I dislike JSON and some other modern formats (even binary formats); they often are just not as good in my opinion. One problem is they tend to insist on using Unicode, and/or on other things (e.g. 32-bit integers where you might need 64-bits). When using a text-based format where binary would do better, it can also be inefficient especially if binary data is included within the text as well, especially if the format does not indicate that it is meant to represent binary data.

However, even if you use an existing format, you should avoid using the existing format badly; using existing formats badly seems to be common. There is also the issue of if the existing format is actually good or not; many formats are not good, for various reasons (some of which I mentioned above, but there are others, depending on the application).

About target hardware, not all software is intended for a specific target hardware, although some is.

For compression, another consideration is: there are general compression schemes as well as being able to make up a compression scheme that is specific for the kind of data that is being compressed.

They also mention file names. However, this can also depend on the target system; e.g. for DOS files you will need to be limited to three characters after the dot. Also, some programs would not need to care about file names in some or all cases (many programs I write don't care about file names).

Maybe it's just because I've never needed the complexity, but ASN.1 seems a bit much for any of the formats I've created.

jeroenhd · 3 months ago

The ASN.1 format itself is pretty well-suited for generic file types. Unfortunately, there are very few good, open source/free ASN.1 (de)serializers out there.

In theory you could use ASN.1 DER files the same way you would JSON for human-readable formats. In practice, you're better off picking a different format.

Modern evolutions of ASN.1 like ProtoBuf or Cap'n Proto designed for transmitting data across the network might fit this purpose pretty well, too.

On the other hand, using ASN.1 may be a good way to make people trying to reverse engineer your format give up in despair, especially if you start using the quirks ASN.1 DER comes with and change the identifiers.
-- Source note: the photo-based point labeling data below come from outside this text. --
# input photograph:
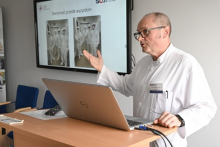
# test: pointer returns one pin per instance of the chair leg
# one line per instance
(12, 144)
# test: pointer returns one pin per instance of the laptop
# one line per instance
(91, 103)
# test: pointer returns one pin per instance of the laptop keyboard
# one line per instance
(134, 123)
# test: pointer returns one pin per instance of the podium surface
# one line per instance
(69, 132)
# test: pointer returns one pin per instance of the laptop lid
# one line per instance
(88, 102)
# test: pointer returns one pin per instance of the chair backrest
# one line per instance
(26, 97)
(49, 101)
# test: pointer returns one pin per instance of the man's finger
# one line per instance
(98, 53)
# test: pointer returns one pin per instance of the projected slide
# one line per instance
(67, 27)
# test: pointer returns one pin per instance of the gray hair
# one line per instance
(161, 19)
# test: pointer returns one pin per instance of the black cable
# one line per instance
(156, 132)
(163, 139)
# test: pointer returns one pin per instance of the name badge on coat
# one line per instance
(156, 88)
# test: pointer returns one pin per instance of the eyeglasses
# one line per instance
(145, 33)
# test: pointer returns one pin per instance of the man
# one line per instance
(182, 97)
(79, 41)
(94, 39)
(64, 48)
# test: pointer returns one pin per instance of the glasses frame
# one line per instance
(137, 34)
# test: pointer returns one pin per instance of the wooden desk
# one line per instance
(68, 132)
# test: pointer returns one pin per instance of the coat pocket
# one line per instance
(161, 102)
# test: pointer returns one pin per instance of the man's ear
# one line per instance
(166, 32)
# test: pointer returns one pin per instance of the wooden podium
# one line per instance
(69, 132)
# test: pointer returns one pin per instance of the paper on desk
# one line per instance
(40, 114)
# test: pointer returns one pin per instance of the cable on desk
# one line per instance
(156, 132)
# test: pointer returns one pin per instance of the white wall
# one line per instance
(195, 30)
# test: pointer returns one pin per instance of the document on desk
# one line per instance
(9, 120)
(40, 114)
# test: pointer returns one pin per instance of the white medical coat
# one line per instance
(188, 92)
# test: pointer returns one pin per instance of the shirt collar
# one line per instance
(164, 56)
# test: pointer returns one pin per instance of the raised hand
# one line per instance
(96, 62)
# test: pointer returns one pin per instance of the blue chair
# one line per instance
(49, 101)
(26, 99)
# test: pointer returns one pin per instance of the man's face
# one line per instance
(150, 43)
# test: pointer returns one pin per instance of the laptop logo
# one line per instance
(84, 104)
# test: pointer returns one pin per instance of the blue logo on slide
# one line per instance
(101, 1)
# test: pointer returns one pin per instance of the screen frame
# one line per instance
(128, 37)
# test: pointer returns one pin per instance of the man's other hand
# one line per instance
(96, 62)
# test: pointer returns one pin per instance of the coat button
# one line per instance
(140, 103)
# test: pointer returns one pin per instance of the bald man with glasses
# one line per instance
(168, 85)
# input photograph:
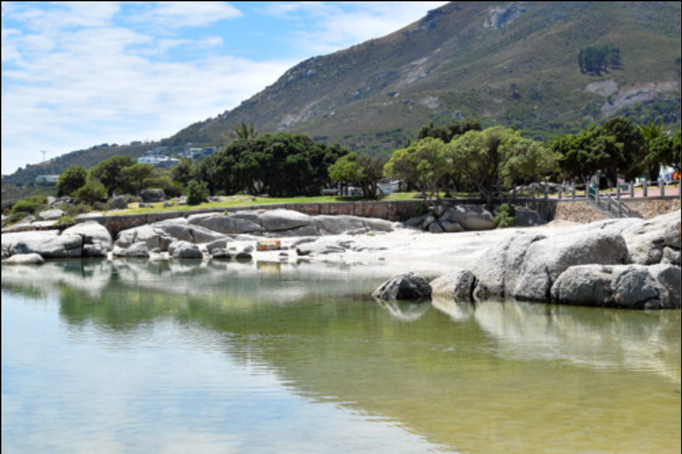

For me too, although you only need to use (and implement) the parts which are relevant for your application and not all of them, so it is not really the problem. (I also never needed to write ASN.1 schemas, and a full implementation of ASN.1 is not necessary for my purpose.) (This is also a reason I use DER instead of BER, even if canonical form is not required; DER is simpler to handle than all of the possibilities of BER.)

mjevans · 3 months ago

Most of that's pretty good.

Compression: For anything that ends up large it's probably desired. Though consider both algorithm and 'strength' based on the use case carefully. Even a simple algorithm might make things faster when it comes time to transfer or write to permanent storage. A high cost search to squeeze out yet more redundancy is probably worth it if something will be copied and/or decompressed many times, but might not be worth it for that locally compiled kernel you'll boot at most 10 times before replacing it with another.